I know Luongo slightly and, even within the limits of
the single paragraph the NYT allotted him, I found his generalizations superficial.
While the Falklands are indeed a wildlife paradise with penguins, other birds,
and marine mammals, they lack the species diversity of the tropical Galápagos –
but the sub-Antarctic Islands compensate with phenomenally large
populations of relatively few species. As for the need to visit soon because
oil investment will change the place beyond recognition, that train left the
station a quarter century ago, when local government first granted fishing
licenses to foreign squidders and others. Income from those licenses has helped
make the Islands’ small population one of the most prosperous peoples on Earth,
with a per capita GDP of roughly US$32,000.
Oil is still a question mark, as none of the offshore fields
is a sure thing, but tourism has added to that prosperity and Argentina,
ironically, has recently made its own contribution despite its aggressive
irredentism toward the Islands, which it calls the Malvinas. In late 2011,
the combative administration of President
Cristina Fernández decreed that vessels docking in the Islands without
Argentine permission would not be welcome in Argentine ports including Buenos
Aires and Ushuaia
(whose port, pictured below, gets significant cruise ship traffic).
The idea, apparently, was to enforce an embargo to make life
more difficult for the Islanders, but it’s at least partially backfired.
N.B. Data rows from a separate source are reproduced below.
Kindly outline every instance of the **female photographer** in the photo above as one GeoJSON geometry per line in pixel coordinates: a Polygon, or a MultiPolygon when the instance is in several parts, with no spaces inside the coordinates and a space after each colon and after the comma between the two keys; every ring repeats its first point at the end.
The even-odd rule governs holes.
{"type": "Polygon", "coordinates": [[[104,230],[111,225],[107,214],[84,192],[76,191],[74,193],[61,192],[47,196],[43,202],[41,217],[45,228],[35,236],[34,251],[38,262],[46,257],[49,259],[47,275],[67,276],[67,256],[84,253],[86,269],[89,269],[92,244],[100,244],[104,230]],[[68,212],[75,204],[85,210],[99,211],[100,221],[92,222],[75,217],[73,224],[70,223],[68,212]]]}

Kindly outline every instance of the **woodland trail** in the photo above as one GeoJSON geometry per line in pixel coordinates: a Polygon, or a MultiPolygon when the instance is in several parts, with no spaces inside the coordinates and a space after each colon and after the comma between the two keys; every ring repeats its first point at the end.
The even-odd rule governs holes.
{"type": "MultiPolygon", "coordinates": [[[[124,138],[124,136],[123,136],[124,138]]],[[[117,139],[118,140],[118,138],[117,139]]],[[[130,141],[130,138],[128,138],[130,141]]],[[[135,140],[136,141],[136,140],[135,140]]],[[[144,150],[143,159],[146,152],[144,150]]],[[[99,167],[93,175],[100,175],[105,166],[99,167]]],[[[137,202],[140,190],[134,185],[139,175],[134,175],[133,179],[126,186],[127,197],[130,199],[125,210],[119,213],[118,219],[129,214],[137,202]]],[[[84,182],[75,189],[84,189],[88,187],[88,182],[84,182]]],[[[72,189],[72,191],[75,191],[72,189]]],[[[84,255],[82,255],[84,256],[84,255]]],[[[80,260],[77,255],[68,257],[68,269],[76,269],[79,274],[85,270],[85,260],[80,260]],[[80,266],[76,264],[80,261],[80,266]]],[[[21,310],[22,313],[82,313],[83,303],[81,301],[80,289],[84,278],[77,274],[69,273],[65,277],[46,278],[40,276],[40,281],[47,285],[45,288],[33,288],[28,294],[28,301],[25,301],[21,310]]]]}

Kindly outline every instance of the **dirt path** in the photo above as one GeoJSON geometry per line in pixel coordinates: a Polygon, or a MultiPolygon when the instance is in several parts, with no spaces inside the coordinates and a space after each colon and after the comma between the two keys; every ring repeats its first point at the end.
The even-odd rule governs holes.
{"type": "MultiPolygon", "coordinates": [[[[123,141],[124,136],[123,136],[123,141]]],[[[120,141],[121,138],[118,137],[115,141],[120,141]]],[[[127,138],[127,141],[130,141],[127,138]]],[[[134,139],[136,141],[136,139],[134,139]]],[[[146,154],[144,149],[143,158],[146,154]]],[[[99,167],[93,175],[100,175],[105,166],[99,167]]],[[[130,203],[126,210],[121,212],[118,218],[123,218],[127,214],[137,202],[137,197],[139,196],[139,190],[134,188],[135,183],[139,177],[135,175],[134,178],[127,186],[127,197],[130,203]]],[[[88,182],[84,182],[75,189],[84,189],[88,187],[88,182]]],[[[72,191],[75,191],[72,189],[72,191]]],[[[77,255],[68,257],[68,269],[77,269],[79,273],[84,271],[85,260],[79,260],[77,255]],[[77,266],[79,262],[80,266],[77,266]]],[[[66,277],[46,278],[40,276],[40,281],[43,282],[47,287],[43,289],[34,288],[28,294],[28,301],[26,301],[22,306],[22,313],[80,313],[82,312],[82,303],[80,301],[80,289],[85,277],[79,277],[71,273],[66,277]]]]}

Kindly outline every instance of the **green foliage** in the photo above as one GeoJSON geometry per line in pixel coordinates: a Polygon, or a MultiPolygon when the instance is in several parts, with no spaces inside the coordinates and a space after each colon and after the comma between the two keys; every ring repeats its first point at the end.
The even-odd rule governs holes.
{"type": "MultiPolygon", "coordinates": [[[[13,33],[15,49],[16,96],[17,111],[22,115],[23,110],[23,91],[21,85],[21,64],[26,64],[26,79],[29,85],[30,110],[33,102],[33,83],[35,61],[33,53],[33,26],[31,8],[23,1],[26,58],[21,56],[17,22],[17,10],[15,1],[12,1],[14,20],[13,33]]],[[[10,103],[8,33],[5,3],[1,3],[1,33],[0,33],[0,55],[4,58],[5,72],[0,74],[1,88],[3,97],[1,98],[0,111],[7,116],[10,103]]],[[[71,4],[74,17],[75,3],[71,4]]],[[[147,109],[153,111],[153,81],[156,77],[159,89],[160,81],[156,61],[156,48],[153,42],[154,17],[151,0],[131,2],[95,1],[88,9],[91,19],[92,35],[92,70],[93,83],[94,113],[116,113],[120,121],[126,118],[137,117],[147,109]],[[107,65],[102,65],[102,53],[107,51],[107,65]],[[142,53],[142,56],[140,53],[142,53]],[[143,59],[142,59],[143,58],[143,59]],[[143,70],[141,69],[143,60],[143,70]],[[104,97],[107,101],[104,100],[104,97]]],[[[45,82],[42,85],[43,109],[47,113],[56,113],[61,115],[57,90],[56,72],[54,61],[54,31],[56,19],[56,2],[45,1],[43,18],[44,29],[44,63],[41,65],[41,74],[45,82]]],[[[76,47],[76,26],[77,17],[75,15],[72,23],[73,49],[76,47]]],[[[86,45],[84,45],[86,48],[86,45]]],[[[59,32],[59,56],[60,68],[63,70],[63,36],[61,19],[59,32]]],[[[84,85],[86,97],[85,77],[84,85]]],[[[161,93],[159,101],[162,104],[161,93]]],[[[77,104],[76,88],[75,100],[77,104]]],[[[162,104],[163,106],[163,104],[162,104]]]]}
Earlier this year, Ushuaia businessmen were indignant that the new rules
stopped several cruise ships from anchoring in town and, consequently, kept
passengers from spending millions of dollars in the city.
More recently, the British
line P&O has announced that its luxury liners Arcadia and Adonia, which
will leave Southampton on round-the-world cruises next month, will skip Buenos
Aires, Puerto Madryn and Ushuaia in favor of Montevideo, the Falklands, and
Punta
Arenas. Given Argentina’s capricious politics, and the fact that passengers
from other cruise ships have been harassed by protestors, they have decided that
Argentine ports are simply not worth the trouble.
The Falklands stand to gain. For every cruise passenger who
visits, the Islands collect a landing charge of £18 which, in the 2009-10
season, amounted to more than US$1.3 million – a substantial figure in a
territory with only about 2,500 permanent residents. That might not be oil
money, and it’s only a fraction of the US$18.5 million that fishing licenses
earned in the same year, but it’s enough to provide a high standard of living
in Stanley.
2 comments:
These lists of places to go in the upcoming year and the accompanying reasons always strike me as superficial and trivial. Unless an attraction is opening/closing or there is some sort of special event, why go in any particular year? Travelers are probably more influenced by airfares and exchange rates (and of course, personal interest) than anything else.
Although it's out of your area of coverage, I was surprised they would pick Brazil as a place to go. I assume it's currently under major construction, and I would rather attend during the Olympics or afterwards to take advantage of the infrastructure improvements. Plus the real still seems quite high.
I tend to agree, but still find the lists interesting if they indicate trends or, for better or worse, what ostensible opinion-leaders choose. That said, I often do find their suggestions simplistic or superficial. But lots of people like lists.